Mandados de prisão e envolvimento de autoridades
Durante a operação, foram cumpridos 14 mandados de prisão, sendo oito deles no Amazonas. Entre os presos, destacam-se a ex-chefe de gabinete do prefeito de Manaus e um servidor do Tribunal de Justiça do estado. Os bens foram apreendidos em endereços ligados aos investigados na capital amazonense, e a polícia continua investigando como esses itens eram utilizados nas atividades do grupo criminoso.
Esquema milionário e conexões internacionais
Segundo as investigações, a organização criminosa movimentou cerca de R$ 70 milhões, o equivalente a aproximadamente R$ 9 milhões por ano desde 2018, atuando em conjunto com traficantes do Amazonas e de outros estados. As apurações indicam que os suspeitos facilitavam a contratação de empresas de fachada nos setores de transporte e logística, que seriam usadas para comprar drogas na Colômbia e enviá-las a Manaus. Da capital, os entorpecentes seriam distribuídos para outras unidades da federação.
Crimes imputados e lista de detidos
Os investigados devem responder por uma série de crimes, incluindo:
- Organização criminosa
- Associação para o tráfico de drogas
- Corrupção ativa e passiva
- Violação de sigilo funcional
- Lavagem de dinheiro
- Ocultação de patrimônio
Ao todo, oito pessoas foram presas no Amazonas e seis fora do estado. Entre os detidos no AM, estão:
- Izaldir Moreno Barros – servidor do Tribunal de Justiça do Amazonas, acusado de receber pagamentos para fornecer informações sigilosas de processos.
- Adriana Almeida Lima – ex-secretária de gabinete na Assembleia Legislativa do Amazonas, com transações milionárias ligadas ao esquema.
- Anabela Cardoso Freitas – investigadora da Polícia Civil e ex-chefe de gabinete do prefeito David Almeida, suspeita de movimentar R$ 1,5 milhão para a facção.
- Alcir Queiroga Teixeira Júnior – investigado por participação no esquema financeiro.
- Josafá de Figueiredo Silva – ex-assessor parlamentar, parte da rede de influência do grupo.
- Osimar Vieira Nascimento – policial militar preso sob suspeita de envolvimento.
- Bruno Renato Gatinho Araújo – incluído na lista de investigados.
- Ronilson Xisto Jordão – preso em Itacoatiara por suposta participação.
Envolvimento de foragidos e defesas apresentadas
Além dos presos, nove investigados são considerados foragidos, incluindo Núbia Rafaela Silva de Oliveira, ex-assessora parlamentar, que atuava como advogada do grupo.
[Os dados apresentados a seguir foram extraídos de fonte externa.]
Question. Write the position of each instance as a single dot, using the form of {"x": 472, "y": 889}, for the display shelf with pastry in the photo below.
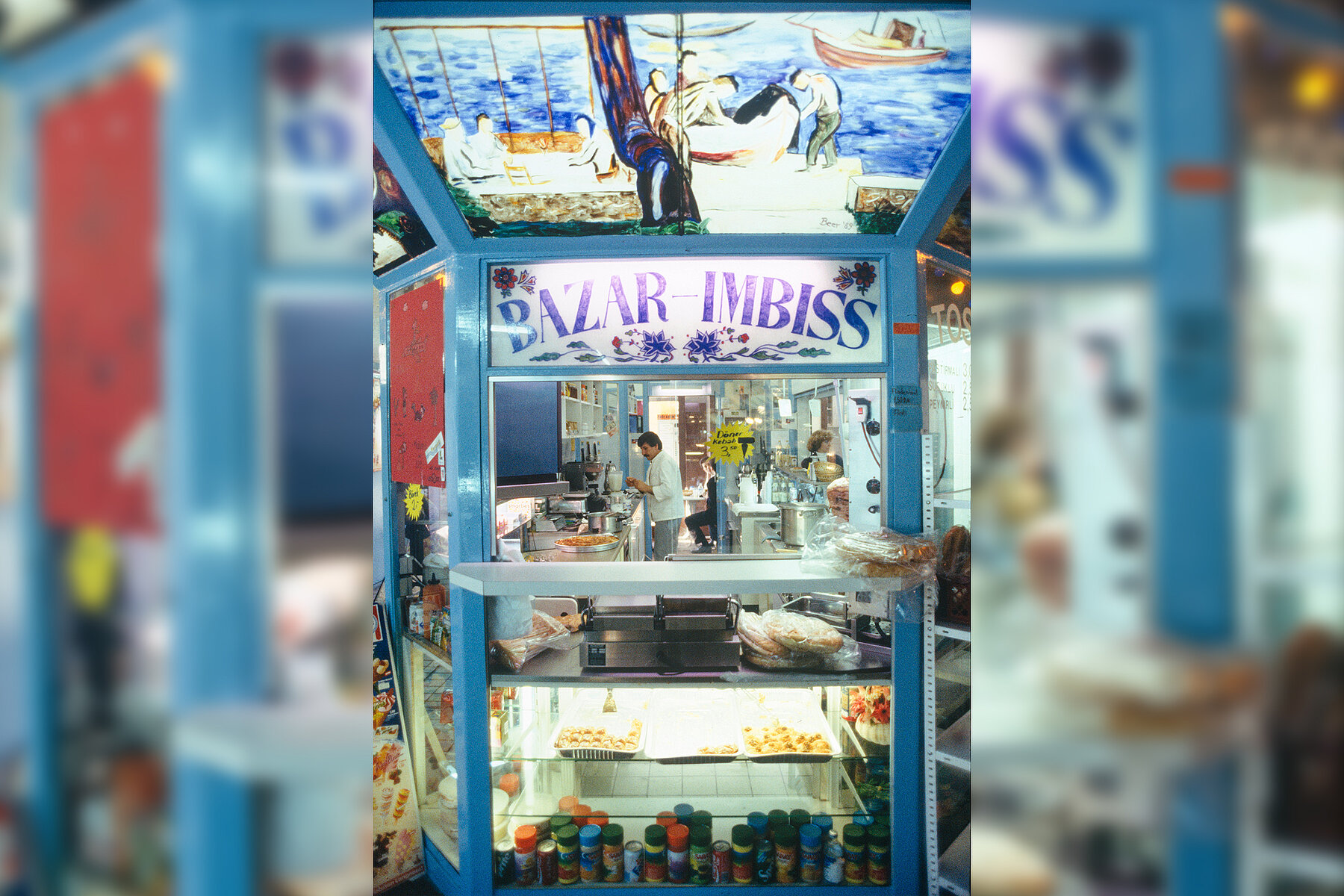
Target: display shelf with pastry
{"x": 694, "y": 727}
{"x": 784, "y": 726}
Mensagens extraídas de celulares indicam que ela participava de conversas sobre pagamentos a servidores do Judiciário para agilizar processos. A defesa de Anabela Cardoso Freitas afirmou que ela não possui relação com organizações criminosas e é servidora pública idônea.
Posicionamento das instituições
O Tribunal de Justiça do Amazonas informou que já adotou medidas administrativas em relação ao servidor citado, reafirmando compromisso com a legalidade. A Universidade do Estado do Amazonas declarou que não se responsabiliza por atos de servidores fora do âmbito institucional. A Polícia Militar do Amazonas afirmou que o cabo preso responderá aos trâmites administrativos na corporação. A Prefeitura de Manaus destacou que não é alvo da operação e que eventuais servidores investigados responderão individualmente.